Andrew Plotch is a 2015 recipient of the Diller Teen Tikkun Olam Awards. He spent the spring semester studying in Havana, Cuba and wrote about the experience for OnCuba Magazine in a piece entitled, “An American’s First May Day in Havana.” A burgeoning photographer, Andrew also composed photo essays capturing his experience on the Latin island.

A powerful legacy of slavery combined with a large agricultural industry on the eastern side of the island has grown a vibrant Afro-Caribbean culture, especially in Santiago de Cuba. Here, at the Casa del Caribe, House of the Caribbean, onlookers watch a band and dancers put on a rumba show.

Primero de Mayo (First of May or May Day) is one of the biggest holidays in Cuba. According to the Cuban government, 400,000 people marched with their colleagues and representatives from their fields to the Plaza de la Revolucion. Andrew wrote about the event for OnCuba Magazine.

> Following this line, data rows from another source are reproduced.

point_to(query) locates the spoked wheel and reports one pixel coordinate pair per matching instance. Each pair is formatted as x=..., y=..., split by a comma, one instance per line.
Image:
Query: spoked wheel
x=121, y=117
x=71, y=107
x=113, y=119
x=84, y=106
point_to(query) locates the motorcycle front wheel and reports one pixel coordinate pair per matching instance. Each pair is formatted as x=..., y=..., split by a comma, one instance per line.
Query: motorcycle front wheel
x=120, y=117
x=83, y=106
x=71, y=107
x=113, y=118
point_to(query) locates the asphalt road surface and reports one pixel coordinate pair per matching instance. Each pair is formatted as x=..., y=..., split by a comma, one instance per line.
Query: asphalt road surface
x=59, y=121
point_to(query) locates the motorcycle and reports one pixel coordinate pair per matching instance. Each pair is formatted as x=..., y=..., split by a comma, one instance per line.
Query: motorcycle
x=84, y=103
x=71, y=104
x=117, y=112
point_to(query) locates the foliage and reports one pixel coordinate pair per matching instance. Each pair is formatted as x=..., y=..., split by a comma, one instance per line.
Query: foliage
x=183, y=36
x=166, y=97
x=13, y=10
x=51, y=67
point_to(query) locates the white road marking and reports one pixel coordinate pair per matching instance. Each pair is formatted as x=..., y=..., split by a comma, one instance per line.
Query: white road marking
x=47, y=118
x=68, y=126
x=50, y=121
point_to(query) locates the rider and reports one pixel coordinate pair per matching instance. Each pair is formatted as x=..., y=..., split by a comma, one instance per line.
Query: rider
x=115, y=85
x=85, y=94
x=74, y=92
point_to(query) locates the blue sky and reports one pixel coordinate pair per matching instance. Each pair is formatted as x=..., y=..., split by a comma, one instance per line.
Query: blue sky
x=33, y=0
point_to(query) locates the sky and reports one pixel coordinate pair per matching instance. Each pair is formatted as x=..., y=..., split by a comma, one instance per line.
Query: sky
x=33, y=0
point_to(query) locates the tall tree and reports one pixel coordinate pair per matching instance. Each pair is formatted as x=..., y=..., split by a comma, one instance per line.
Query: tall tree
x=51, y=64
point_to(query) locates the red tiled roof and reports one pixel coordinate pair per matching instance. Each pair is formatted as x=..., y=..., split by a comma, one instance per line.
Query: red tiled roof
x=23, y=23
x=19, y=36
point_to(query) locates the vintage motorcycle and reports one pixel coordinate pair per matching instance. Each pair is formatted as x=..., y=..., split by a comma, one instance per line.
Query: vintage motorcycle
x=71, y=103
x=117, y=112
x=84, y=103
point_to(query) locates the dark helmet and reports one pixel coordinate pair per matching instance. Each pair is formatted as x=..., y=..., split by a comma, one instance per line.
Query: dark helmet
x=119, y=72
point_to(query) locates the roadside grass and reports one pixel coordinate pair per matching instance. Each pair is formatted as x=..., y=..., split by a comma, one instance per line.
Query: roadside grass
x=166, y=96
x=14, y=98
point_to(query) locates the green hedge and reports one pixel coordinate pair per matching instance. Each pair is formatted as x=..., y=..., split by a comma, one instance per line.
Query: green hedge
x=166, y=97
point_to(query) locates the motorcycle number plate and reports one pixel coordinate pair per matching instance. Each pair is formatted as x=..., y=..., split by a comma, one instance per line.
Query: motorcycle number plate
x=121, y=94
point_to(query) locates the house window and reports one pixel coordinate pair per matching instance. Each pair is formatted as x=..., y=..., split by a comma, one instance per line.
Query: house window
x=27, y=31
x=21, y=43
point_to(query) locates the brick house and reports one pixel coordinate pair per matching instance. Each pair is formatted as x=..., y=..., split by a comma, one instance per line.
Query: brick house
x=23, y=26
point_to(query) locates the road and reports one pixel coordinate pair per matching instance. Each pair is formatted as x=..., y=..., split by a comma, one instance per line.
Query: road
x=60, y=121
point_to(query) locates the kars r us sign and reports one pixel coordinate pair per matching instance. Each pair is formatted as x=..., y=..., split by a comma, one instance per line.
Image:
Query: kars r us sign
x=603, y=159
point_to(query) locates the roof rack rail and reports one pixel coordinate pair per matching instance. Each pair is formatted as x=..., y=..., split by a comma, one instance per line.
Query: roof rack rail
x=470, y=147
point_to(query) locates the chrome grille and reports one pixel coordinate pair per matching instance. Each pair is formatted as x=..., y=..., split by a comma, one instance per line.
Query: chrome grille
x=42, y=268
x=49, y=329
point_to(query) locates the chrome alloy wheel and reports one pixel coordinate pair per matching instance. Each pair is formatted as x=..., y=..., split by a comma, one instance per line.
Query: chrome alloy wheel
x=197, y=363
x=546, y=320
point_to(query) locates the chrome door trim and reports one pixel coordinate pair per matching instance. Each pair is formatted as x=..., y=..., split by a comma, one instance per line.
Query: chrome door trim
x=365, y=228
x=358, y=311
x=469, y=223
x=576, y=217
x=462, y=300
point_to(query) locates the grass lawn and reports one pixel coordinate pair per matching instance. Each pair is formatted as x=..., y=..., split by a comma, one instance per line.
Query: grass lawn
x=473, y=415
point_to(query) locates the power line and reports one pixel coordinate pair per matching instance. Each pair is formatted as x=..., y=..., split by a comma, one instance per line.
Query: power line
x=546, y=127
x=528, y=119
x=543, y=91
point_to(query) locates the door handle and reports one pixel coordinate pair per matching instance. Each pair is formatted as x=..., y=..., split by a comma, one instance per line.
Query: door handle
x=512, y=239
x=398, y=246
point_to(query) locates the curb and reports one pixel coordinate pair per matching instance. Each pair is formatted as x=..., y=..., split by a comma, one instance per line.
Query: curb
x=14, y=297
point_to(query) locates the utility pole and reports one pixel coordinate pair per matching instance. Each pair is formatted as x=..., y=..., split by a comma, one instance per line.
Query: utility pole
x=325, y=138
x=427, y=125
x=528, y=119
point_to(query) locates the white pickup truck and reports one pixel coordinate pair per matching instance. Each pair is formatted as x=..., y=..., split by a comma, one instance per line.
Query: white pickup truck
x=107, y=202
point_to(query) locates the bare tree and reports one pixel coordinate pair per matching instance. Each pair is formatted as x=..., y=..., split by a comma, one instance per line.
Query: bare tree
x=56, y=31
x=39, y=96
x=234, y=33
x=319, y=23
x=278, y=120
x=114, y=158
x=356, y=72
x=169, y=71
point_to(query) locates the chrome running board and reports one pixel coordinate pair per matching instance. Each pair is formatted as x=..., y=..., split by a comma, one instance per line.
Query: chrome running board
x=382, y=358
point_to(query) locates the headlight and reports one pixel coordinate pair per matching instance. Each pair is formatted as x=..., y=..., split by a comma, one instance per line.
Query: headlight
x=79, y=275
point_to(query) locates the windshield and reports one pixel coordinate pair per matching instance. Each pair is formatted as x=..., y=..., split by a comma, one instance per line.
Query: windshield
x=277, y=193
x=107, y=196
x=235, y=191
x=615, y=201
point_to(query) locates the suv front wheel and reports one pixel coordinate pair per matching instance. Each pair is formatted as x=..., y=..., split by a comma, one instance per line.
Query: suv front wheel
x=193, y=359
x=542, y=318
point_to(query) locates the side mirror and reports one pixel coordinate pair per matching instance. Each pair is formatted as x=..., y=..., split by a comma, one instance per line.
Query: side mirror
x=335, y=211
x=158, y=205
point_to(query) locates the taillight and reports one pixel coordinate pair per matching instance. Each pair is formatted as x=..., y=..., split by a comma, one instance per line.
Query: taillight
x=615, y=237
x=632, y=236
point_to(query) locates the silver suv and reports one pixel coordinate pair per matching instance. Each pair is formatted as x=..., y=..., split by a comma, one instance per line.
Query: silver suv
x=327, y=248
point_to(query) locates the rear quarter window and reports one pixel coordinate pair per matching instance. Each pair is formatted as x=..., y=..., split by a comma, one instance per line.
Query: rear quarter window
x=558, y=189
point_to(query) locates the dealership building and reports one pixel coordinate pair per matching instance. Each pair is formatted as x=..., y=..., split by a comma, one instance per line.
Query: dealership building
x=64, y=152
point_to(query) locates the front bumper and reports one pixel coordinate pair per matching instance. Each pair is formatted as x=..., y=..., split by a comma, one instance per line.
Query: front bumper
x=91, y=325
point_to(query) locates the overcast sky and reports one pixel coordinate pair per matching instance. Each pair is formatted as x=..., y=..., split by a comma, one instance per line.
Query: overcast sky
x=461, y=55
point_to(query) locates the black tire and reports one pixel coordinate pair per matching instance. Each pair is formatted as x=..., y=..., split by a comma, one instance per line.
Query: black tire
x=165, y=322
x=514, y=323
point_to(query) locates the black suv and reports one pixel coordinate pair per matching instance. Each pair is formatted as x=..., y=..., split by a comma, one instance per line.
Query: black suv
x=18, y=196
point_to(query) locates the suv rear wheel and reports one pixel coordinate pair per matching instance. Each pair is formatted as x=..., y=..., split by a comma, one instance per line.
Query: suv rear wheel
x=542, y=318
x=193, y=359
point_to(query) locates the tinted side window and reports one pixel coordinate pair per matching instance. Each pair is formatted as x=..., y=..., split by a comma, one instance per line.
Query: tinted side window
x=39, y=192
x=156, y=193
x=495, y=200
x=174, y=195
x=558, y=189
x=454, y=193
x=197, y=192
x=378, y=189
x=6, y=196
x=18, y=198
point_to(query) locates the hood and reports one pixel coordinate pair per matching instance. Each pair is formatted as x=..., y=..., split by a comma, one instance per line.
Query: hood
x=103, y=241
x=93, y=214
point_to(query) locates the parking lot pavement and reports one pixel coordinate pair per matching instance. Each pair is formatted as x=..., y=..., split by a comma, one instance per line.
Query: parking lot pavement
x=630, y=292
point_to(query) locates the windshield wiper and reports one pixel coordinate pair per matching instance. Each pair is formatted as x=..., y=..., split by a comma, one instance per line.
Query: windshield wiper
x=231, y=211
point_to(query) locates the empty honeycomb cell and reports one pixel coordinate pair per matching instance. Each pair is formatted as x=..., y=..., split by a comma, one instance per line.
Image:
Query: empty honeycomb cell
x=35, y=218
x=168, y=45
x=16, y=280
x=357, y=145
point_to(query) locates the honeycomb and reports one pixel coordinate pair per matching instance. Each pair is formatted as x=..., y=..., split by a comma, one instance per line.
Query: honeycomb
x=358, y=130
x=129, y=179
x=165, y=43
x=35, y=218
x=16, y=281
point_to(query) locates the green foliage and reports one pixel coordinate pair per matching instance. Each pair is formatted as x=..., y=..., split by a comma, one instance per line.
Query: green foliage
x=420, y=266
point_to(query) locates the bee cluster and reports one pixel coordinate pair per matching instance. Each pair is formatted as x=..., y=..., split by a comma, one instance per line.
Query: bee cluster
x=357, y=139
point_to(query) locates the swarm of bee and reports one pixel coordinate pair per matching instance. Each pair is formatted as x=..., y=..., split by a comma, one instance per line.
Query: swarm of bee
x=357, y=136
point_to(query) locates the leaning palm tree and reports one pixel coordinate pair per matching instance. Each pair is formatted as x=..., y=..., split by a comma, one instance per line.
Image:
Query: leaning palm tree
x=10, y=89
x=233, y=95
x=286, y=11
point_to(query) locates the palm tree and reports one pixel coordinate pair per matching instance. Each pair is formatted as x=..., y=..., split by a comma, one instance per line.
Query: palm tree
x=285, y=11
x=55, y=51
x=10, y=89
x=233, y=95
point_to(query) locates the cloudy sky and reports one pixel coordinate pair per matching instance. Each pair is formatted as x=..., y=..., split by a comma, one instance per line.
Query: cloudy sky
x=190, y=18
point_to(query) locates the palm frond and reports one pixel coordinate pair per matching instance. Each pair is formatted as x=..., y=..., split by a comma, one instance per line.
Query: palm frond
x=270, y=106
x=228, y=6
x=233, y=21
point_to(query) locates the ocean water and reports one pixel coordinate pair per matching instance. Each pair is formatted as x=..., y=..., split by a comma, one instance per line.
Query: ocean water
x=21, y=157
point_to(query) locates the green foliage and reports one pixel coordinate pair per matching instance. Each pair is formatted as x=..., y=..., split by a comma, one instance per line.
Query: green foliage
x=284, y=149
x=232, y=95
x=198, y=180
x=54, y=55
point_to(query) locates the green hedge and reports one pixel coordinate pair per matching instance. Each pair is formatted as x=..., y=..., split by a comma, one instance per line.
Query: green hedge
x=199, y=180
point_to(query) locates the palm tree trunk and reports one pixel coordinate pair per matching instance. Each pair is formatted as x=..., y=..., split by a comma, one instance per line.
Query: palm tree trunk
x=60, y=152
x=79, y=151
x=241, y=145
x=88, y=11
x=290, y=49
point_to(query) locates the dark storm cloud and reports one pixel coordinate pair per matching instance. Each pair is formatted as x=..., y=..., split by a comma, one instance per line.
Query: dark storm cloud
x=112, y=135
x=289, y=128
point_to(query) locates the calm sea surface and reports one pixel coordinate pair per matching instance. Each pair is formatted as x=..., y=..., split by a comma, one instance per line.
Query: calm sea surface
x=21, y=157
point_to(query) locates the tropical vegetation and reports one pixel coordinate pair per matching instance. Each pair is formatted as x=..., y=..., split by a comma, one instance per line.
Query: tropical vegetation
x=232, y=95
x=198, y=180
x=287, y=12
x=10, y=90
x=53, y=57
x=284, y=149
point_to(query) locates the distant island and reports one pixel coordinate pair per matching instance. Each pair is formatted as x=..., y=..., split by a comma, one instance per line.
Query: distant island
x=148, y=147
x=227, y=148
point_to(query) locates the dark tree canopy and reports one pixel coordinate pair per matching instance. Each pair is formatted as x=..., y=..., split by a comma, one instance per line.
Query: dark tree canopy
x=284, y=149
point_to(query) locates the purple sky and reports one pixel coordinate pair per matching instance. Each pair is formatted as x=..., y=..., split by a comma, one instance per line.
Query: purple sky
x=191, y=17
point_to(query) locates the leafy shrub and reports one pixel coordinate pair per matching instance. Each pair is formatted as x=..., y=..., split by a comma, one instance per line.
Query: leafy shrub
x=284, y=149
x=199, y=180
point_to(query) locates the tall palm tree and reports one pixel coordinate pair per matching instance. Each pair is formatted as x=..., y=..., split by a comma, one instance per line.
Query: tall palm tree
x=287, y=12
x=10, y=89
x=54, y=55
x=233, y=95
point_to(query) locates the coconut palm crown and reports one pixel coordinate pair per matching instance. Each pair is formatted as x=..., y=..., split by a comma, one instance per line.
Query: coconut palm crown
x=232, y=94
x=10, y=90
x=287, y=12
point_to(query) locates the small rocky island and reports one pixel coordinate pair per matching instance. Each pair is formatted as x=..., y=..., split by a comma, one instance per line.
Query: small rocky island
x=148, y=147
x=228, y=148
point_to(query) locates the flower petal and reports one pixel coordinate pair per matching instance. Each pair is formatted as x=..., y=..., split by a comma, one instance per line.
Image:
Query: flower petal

For a class on inequalities, Andrew wrote a paper and shot a photo essay on solares, a system of urban Cuban tenements. This man stands proudly next to a well-known illegal small part bike and auto shop he has run from under the building’s staircase for over 20 years. Many solares are now near-collapse.

Although baseball is Cuba’s national sport, soccer and amateur boxing are widely popular.

Andrew (second to far right) took boxing classes at a local gym while in Havana. It was only after a semester of taking punches that he realized he was in the company of eight former National Champions and several Olympic medalists.